Here & Now
An invitation to Pause, Encounter, and Grow together.
An invitation to Pause, Encounter, and Grow together.
Ugh. I stared at the weight rack in disgust. I tried lifting twenty pounds. I nearly burst into tears right there in the fitness center when the pain in my biceps screamed its way to my brain. I lowered the peg to ten pounds and waited for pain to subside and courage to rise. What if ten pounds was too much? What then?
I’m used to starting over. I have had Crohn’s disease for thirteen years now and I’ve had my share of flares which leave me weak and frail. Each time I head back to the Y, the gym, the fitness center. Each time I grimace as I lower the weights from where I had left off. Starting over.
I’m fairly certain most in this fitness center understand, because this time I am in an active older adult community. By this time in life, most have started over at least once. To my right is a man who comes in a wheelchair and his friends help him relearn to use his limbs. Across the aisle is a woman in a foot brace using her good leg to lift weights, practicing a new way. On the treadmill is a woman barely moving the tread, starting the slow walk back from cancer.
I wonder if they all see the mental tightrope I’m balancing, swaying between despair and hope, mourning and gratitude. Or maybe the entire fitness center is a web of tightropes binding us together:
Thank God, I’m out of bed, out of the house, lifting weights! Dang, I have to start over at ten pounds.
Look at me; I’m working out! Don’t look at the ten pound peg, please.

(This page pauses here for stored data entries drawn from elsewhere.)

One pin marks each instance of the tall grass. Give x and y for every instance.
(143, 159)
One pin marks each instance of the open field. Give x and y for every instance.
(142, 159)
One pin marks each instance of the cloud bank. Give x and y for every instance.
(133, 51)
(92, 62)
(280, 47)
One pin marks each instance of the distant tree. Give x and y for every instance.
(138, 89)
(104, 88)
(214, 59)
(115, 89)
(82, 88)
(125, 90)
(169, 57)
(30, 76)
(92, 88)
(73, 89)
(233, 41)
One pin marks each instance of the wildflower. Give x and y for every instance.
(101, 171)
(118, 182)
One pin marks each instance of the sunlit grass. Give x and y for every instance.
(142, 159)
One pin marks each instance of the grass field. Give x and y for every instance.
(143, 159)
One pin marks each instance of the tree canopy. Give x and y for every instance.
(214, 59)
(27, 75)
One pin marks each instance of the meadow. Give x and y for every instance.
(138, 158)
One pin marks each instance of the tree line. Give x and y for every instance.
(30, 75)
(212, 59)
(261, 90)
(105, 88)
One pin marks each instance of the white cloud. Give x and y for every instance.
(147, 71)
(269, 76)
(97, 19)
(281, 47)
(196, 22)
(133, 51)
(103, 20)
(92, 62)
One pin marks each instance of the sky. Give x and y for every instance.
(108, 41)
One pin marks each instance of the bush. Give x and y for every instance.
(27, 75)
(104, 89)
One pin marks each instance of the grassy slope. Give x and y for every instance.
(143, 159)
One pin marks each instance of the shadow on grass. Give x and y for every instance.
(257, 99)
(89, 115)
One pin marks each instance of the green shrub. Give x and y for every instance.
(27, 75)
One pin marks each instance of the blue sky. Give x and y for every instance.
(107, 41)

Gratitude, visualization, positive attitude. I hear they help almost miraculously with healing body and soul. Yet, I can’t help but stop a moment and mourn the forty pounds I used to lift. I want everyone to know what – who? – I used to be. That pain screams too.
Watching, I am fueled by the web of community, pulled to celebrate who I am, what I can do right now, through the grace of God. The mind dominates, the ego puffs, the soul yearns. Gently, strangers, saints, and God call me back to the privilege of beginning again.
I overhear an encouraging friend, “Alright, Ed. Let’s do it one more time!” Saint Benedict chimes in my brain, “Always we begin again.” I recall the author of a Hebrew letter: “God again set a certain day, calling it Today.” (Hebrews 4:7)
I grab the weights and lift. I sweat; my arms quiver; I grunt through an exhale.
I lift ten pounds.
I thank God.
And I begin again.
“God again set a certain day,
calling it Today.”Hebrews 4:7
Thank you Sandy for this beautiful and very real reflection.